Explicó que se puede aprovechar la intención de reforma del Estado para establecer, norma mediante, que los altos cargos sean desempeñados con exclusividad, así como ocurre con el Ejecutivo (ni el presidente ni el vicepresidente pueden desempeñar otro cargo o realizar otro trabajo), o legisladores y ministros de la Corte (además de ser parlamentarios o magistrados, solamente pueden trabajar como docentes a tiempo parcial).
Estigarribia también cuestionó los vacíos y las lagunas legales que hoy favorecen licencias para alcanzar sumas astronómicas siendo al mismo tiempo altos funcionarios y trabajadores particulares.
Se preguntó además qué hace la Contraloría General de la República (CGR) al recibir las declaraciones de estos empleados públicos, porque debería cruzar los datos, por ejemplo, con el Ministerio de Hacienda, para corroborar la veracidad de los documentos y, en caso de hallar irregularidades, remitir los antecedentes a la Fiscalía.
“Lo ideal es que los altos funcionarios desempeñen sus cargos con exclusividad. Puede definirse por ley eso. En la Constitución no está definido”, señaló el jurista.
Indicó que en los casos de los demás funcionarios hay que examinar la ley de la función pública, ver si las instituciones tienen una Carta Orgánica o ley especial.
Reiteró que lo ideal es establecer una norma jurídica genérica, por ejemplo, incorporar un artículo a la ley de la función pública que establezca que todos los directores, presidentes, autoridades de entes realicen su función para el Estado con exclusividad.

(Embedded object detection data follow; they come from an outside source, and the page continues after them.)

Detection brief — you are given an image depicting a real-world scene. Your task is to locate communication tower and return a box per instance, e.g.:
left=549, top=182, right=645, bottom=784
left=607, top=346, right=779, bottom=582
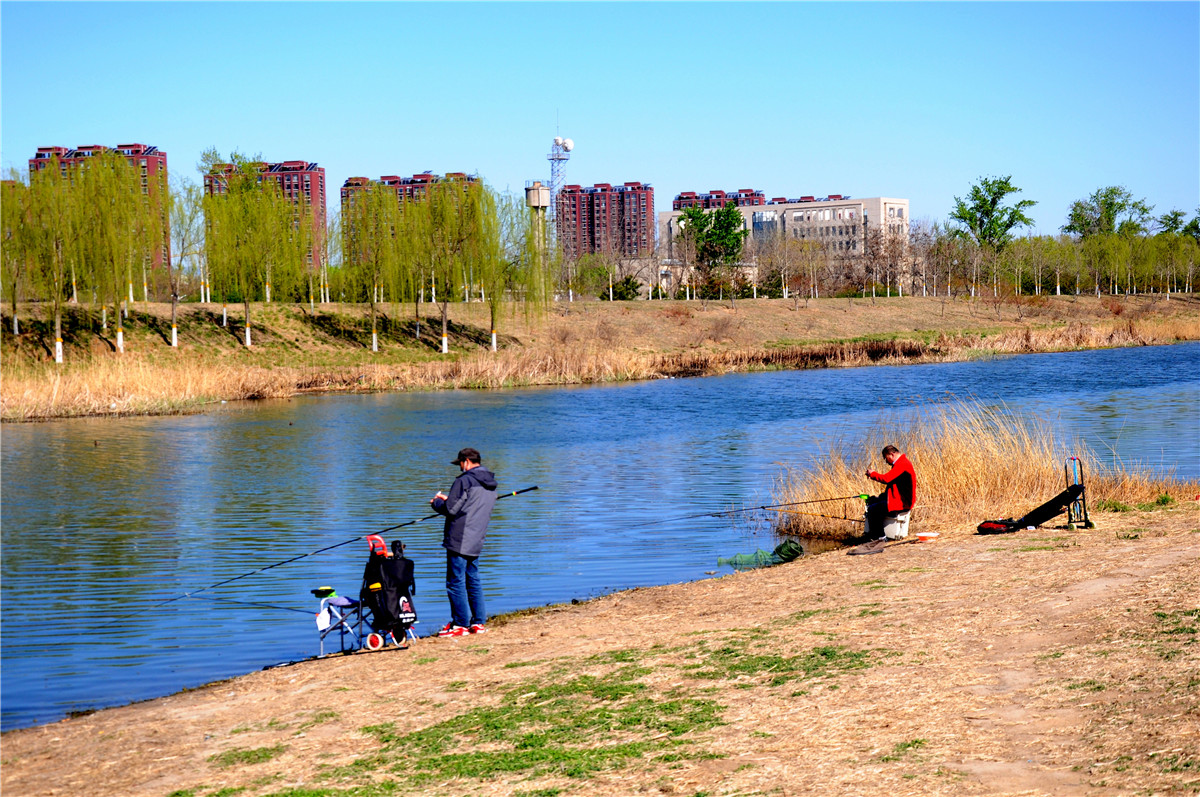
left=546, top=136, right=575, bottom=220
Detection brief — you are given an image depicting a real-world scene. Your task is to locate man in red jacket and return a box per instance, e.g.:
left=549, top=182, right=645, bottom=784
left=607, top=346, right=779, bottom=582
left=865, top=445, right=917, bottom=539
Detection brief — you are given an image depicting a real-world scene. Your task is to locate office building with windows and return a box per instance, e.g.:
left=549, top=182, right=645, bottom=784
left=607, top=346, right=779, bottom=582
left=658, top=190, right=910, bottom=258
left=554, top=182, right=654, bottom=259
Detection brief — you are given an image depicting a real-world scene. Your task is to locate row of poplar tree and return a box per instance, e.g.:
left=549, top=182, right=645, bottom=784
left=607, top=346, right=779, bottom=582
left=0, top=150, right=556, bottom=362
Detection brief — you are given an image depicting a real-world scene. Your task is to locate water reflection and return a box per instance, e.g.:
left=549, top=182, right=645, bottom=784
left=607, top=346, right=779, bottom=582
left=0, top=344, right=1200, bottom=729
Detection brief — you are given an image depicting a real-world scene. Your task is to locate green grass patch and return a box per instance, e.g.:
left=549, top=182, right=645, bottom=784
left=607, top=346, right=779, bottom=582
left=880, top=739, right=925, bottom=761
left=1067, top=678, right=1108, bottom=691
left=1150, top=753, right=1200, bottom=773
left=1154, top=609, right=1200, bottom=661
left=334, top=667, right=721, bottom=786
left=300, top=708, right=341, bottom=731
left=686, top=640, right=874, bottom=687
left=1138, top=492, right=1175, bottom=513
left=209, top=744, right=288, bottom=768
left=780, top=609, right=830, bottom=625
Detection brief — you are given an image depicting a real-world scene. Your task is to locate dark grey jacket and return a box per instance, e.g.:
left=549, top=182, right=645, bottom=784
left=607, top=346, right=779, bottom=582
left=433, top=465, right=497, bottom=556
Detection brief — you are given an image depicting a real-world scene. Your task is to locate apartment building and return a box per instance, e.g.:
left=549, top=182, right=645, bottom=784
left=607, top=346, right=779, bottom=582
left=554, top=182, right=654, bottom=259
left=342, top=172, right=479, bottom=212
left=671, top=188, right=767, bottom=210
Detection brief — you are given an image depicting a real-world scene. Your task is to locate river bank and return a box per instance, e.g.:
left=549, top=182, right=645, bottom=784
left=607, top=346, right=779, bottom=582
left=0, top=501, right=1200, bottom=797
left=0, top=295, right=1200, bottom=421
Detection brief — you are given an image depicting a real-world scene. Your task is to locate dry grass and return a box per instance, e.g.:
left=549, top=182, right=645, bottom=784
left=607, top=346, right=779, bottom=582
left=774, top=402, right=1200, bottom=539
left=0, top=298, right=1200, bottom=421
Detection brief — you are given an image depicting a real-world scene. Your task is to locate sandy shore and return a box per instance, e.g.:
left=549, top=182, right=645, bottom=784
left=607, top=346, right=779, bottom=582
left=0, top=502, right=1200, bottom=797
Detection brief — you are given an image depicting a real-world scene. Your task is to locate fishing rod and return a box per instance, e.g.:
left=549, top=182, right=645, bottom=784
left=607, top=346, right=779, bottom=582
left=622, top=493, right=870, bottom=528
left=96, top=485, right=538, bottom=630
left=774, top=509, right=866, bottom=523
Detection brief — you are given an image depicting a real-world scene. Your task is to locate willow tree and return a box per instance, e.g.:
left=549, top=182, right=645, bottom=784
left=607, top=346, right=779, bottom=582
left=167, top=180, right=211, bottom=347
left=68, top=152, right=160, bottom=352
left=342, top=182, right=403, bottom=352
left=204, top=159, right=314, bottom=348
left=18, top=158, right=74, bottom=362
left=472, top=188, right=554, bottom=352
left=0, top=176, right=30, bottom=335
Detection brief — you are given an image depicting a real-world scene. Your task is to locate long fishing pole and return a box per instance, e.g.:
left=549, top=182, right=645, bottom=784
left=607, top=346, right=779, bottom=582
left=774, top=509, right=866, bottom=523
left=622, top=493, right=870, bottom=528
left=96, top=485, right=538, bottom=630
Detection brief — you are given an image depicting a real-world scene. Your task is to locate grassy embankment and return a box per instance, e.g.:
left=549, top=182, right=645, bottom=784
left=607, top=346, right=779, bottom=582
left=0, top=409, right=1200, bottom=797
left=0, top=289, right=1200, bottom=420
left=772, top=402, right=1200, bottom=539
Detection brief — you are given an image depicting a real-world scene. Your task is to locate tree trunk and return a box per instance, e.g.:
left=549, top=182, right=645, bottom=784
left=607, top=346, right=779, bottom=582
left=113, top=306, right=126, bottom=354
left=54, top=301, right=62, bottom=365
left=442, top=301, right=450, bottom=354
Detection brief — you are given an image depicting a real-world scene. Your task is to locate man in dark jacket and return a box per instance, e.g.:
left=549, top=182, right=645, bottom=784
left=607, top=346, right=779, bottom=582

ESCÁNDALO. Cuando la CGR publicó las declaraciones juradas de varias autoridades de instituciones vinculadas al combate a la pandemia de Covid-19, se reveló que Patricia Samudio (ex titular de Petropar) y Andrés Gubetich (presidente de IPS), ambos abogados, están ganando más de G. 250 millones en actividades particulares, y la pregunta que surge es cómo pueden concentrarse en cargos de alta responsabilidad en el Estado si siguen lucrando privadamente.
“Acá estamos ante la presencia de vacíos legales que permiten demasiadas licencias a los funcionarios públicos, y a su vez eso genera licencias institucionales, y es un factor generador de la legitimación de la corrupción”, afirmó.
“¿Quién gana G. 250 millones al mes?, es imposible”, indicó el constitucionalista.